Brantley Gilbert singles chronology
| "Stone Cold Sober" (2015) | "The Weekend" (2016) | "The Ones That Like Me" (2017) |

= The Weekend (Brantley Gilbert song) =

"The Weekend" is a song co-written and recorded by American country rock singer Brantley Gilbert. The song is written by Gilbert together with Andrew DeRoberts, and produced by Dann Huff. It was released to radio on August 8, 2016, as the first single from his fourth studio album The Devil Don't Sleep (2017). "The Weekend" peaked at numbers seven and nine on both the Billboard Country Airplay and Hot Country Songs charts respectively. It also reached number 64 on the Hot 100 chart. The song was certified Platinum by the Recording Industry Association of America (RIAA), and has sold 303,000 copies in that country as of May 2017. The accompanying music video for the single, directed by Shane Drake, features both his wife and his band.
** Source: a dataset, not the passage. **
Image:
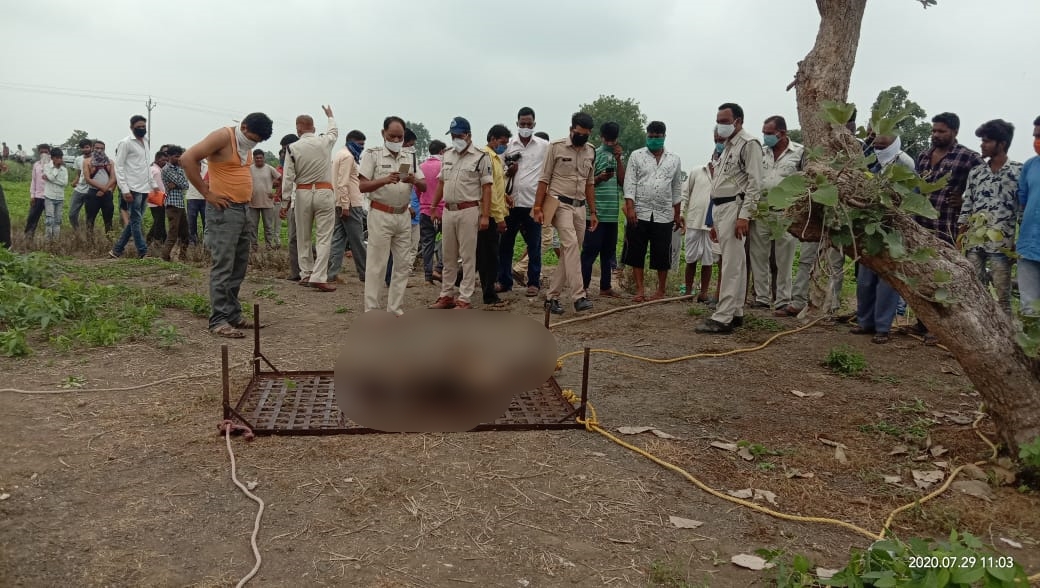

==Background and development==
"The Weekend" was written by Gilbert and Andrew DeRoberts, however, the two writers did not meet until the song had been written as they had conducted the songwriting over the phone. According to Gilbert, he was sent two of Andrew DeRoberts' songs by Kos Weaver, who had signed him to a publishing deal at Warner/Chappell. Gilbert said: "I listened to him and probably called him 10 or 15 minutes later, and within a week, we had both of them written over the phone, which was a first for me. I'd never written anything in its entirety over a phone." Both songs are included in Gilbert's album The Devil Don't Sleep.

==Commercial performance==
"The Weekend" debuted at number 38 on the Billboard Country Airplay chart dated August 6, 2016. It entered the Hot Country Songs chart the next week at number 23, with 30,000 copies sold in its first week of sales, the third best-selling song of the week. On the week of February 18, 2017, the song peaked at number nine on the Hot Country Songs chart, and spent a total of 38 weeks on the chart. It reached number seven on the Country Airplay chart dated May 20, staying for 44 weeks. The song also debuted at number 95 on the Hot 100 chart for the week of January 21, 2017. Fourteen weeks later, it peaked at number 64, and remained on the chart for twenty weeks. The song was certified platinum by the RIAA on March 27, 2018. It has sold 303,000 copies in the United States as of May 2017.

In Canada, the track debuted at number 47 on the Canada Country chart for the week of December 24, 2016, and peaked at number 18 the week of April 15, 2017, staying on the chart for 22 weeks.

==Music video==
The song's music video was directed by Shane Drake and premiered in October 2016. The video features his wife Amber and his band.

==Chart performance==

===Weekly charts===

| Chart (2016–2017) | Peak position |
|---|---|
| Canada Country (Billboard) | 18 |
| US Billboard Hot 100 | 64 |
| US Country Airplay (Billboard) | 7 |
| US Hot Country Songs (Billboard) | 9 |

===Year-end charts===

| Chart (2016) | Position |
|---|---|
| US Hot Country Songs (Billboard) | 96 |

| Chart (2017) | Position |
|---|---|
| US Country Airplay (Billboard) | 23 |
| US Hot Country Songs (Billboard) | 37 |

==Certifications==

| Region | Certification | Certified units/sales |
| United States (RIAA) | Platinum | 1,000,000^{‡} |
^{‡} Sales+streaming figures based on certification alone.